このあと久保田さんは記者団の取材に応じ「これまで支えてくれた日本の支援者や政府に感謝したい。ことばでは言い表せない」と今の心境を明らかにしました。

そのうえで、現地での状況について「刑務所にいる間は独房で暮らしていた。10年という刑期は重くのしかかっていた」と話しました。

また、「ミャンマーでは現地で生きなければならない人々がいて目に見えづらいが不自由を抱えている。私も逮捕されて悔しかったが彼らは何世代にもわたって悔しさを感じている」と話していました。

久保田さんはことし7月、ミャンマーの最大都市ヤンゴンで軍に対する抗議デモが行われていた現場にいたところを治安当局に拘束されました。

久保田さんはその後、観光ビザで入国して抗議デモを撮影したとして、10月入国管理法違反などの罪で有罪判決を受け、合わせて10年の刑期が言い渡されていました。

現地の日本大使館によりますと、軍は17日、久保田さんを恩赦で解放すると連絡してきたということで、久保田さんはヤンゴン市内の刑務所から空港に移送され、17日夜、ミャンマーを出国していました。

ジャーナリスト北角さん “解決ではない 悪化する現状に関心を”

久保田徹さんの友人で自身も去年、ヤンゴンで治安当局におよそ1か月間拘束されたジャーナリストの北角裕樹さんは「元気で帰ってきてくれて安心しました」と話していました。

そのうえで「日本をはじめ世界中でミャンマーへの関心が薄れているからこそ、久保田さんのようにミャンマーを長年取材している人間が現地に足を運ばざるを得なかったという面があると思います。彼が解放されたからといって問題が解決されたわけではありません。政治犯はまだ1万人以上も拘束されていて、空爆でたくさんの人が殺されているなど状況は悪化しています。そういった現状にも関心をもってもらいたいです」と話していました。

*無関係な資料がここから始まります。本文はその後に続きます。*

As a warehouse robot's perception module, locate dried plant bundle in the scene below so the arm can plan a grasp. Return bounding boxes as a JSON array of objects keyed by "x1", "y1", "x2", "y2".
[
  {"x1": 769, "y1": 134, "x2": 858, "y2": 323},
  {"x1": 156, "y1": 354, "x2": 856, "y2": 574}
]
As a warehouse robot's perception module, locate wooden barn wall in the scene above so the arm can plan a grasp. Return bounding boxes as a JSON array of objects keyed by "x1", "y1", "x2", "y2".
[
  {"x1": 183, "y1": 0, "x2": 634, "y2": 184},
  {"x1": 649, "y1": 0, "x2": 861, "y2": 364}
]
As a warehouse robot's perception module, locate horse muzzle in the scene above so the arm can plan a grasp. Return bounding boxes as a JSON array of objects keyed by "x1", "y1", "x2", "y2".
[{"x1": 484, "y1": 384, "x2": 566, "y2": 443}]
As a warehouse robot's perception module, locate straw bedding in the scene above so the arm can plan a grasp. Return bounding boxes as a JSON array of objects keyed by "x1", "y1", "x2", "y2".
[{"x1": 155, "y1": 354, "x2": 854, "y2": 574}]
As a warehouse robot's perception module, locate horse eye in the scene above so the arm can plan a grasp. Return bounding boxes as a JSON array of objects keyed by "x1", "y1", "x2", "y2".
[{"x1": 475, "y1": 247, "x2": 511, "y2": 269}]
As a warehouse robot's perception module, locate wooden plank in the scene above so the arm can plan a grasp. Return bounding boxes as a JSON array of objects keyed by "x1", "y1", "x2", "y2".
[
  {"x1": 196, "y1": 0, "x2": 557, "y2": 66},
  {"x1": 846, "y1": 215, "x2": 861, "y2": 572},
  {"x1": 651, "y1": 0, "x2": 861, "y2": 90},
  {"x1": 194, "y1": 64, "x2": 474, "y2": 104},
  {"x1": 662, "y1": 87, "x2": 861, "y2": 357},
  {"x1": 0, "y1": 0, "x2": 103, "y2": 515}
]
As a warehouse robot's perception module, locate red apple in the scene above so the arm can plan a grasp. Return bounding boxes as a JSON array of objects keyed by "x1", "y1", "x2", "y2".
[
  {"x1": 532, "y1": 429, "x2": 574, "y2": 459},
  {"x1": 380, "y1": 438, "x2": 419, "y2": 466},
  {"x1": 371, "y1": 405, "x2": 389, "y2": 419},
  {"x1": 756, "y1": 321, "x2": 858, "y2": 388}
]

松野官房長官「邦人の安全確保は政府の最も重要な責務の1つ」

松野官房長官は閣議のあとの記者会見で「久保田氏の健康状態に特に問題がないことを確認している」と述べました。

そのうえで「ミャンマー当局に対し、久保田氏の早期解放を累次にわたり強く求めるとともに、久保田氏に対する領事面会や家族への連絡などの支援を続けてきた。海外への渡航などをする邦人の安全確保は政府の最も重要な責務の1つであり、引き続き万全を期すとともに、ミャンマー側に事態の改善に向けて強く働きかけていく」と述べました。